Mit seinem 1970 erschienenen Werk Eine Theorie der Gerechtigkeit“ liefert Rawls eine umfassende politische Philosophie voller Antworten auf diese Frage.

Laut Rawls soll die Verteilung Gerechtigkeitsgrundsätzen folgen. Diese werden am Besten aus einem hypothetischen Gesellschaftsvertrag hergeleitet. Die Bedingungen dieses Vertrages werden in einer Situation vollständiger Gleichheitausgehandelt: Hinter dem Schleier des Nichtwissens.

Hierbei handelt es sich um ein Gedankenexperiment von Rawls. Hinter dem Schleier wissen die Individuen nichts über ihre gebürtigen Vorteile, noch in welcher sozioökonomischen Situation sie sich wiederfinden werden, wenn der Schleier gelüftet wird. Kurz gesagt weiß keiner wie stark, schön, schlau oder mächtig er sein wird.

Welche Grundsätze würden hinter dem Schleier gewählt werden?

Würden die Menschen sich für den Utilitarismus entscheiden? Dieser strebt in der politischen Philosophie Jeremy Benthams „Das Größte Glück der größten Zahl an.

Rawls Antwort hierauf ist ein klares „Nein.“ Die Menschen wissen sobald der Schleier gelüftet wird und das reale Leben beginnt, würde jeder Einzelne von ihnen respektiert und mit Würde behandelt werden wollen. Wenn sich herausstellt, dass sie einer Minderheit angehören sollten, würden sie als solche nicht unterdrückt werden wollen. Deswegen würden sich die Menschen gegen den Utilitarismus entscheiden und stattdessen mit dem ersten Grundsatz ein System gleicher Grundfreiheiten für alle verabschieden. Menschenwürde, Recht auf Leben, Handlungsfreiheit, Meinungs- und Gewissensfreiheit

Die Menschen würden nicht das Risiko eingehen wollen, als Mitglied einer unterdrückten oder verfolgten Minderheit zu enden. Dies führt sogar soweit, dass ein System gewählt würde, durch welches die Tyrannei durch die Mehrheit ausgeschlossen wird. Dies hat im Übrigen auch fürdemokratische Staatsformen bestimmte Implikationen, was den politischen Willensbildungprozess betrifft.

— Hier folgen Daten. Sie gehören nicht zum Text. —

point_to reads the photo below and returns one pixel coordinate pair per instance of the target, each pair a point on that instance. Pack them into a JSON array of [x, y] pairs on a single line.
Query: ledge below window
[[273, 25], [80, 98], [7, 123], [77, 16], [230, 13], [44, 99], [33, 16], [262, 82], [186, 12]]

Um auf die Utilitaristen zurückzukommen, so übersehen diese nach Rawls, das Individuen Grundansprüche an das Leben stellen, die sie hinter dem Schleier geltend machen würden. Keiner würde seine Würde oder Freiheit eintauschen, bloß um seine ökonomische Situation zu verbessern. Der erste Grundsatz ist also ein System von Grundfreiheiten.

„Jedermann soll gleiches Recht auf das umfangreichste System gleicher Grundfreiheiten haben, das mit dem gleichen System für alle anderen verträglich ist.“(1. Grundsatz)

Der zweite Grundsatz beschäftigt sich mit der Frage wie soziale und wirtschaftliche Ungleichheiten verteilt werden sollen. Noch einmal: keiner weiß, wo er steht, wenn der Schleier gelüftet ist, also ob er reich, arm, krank oder gesund ist.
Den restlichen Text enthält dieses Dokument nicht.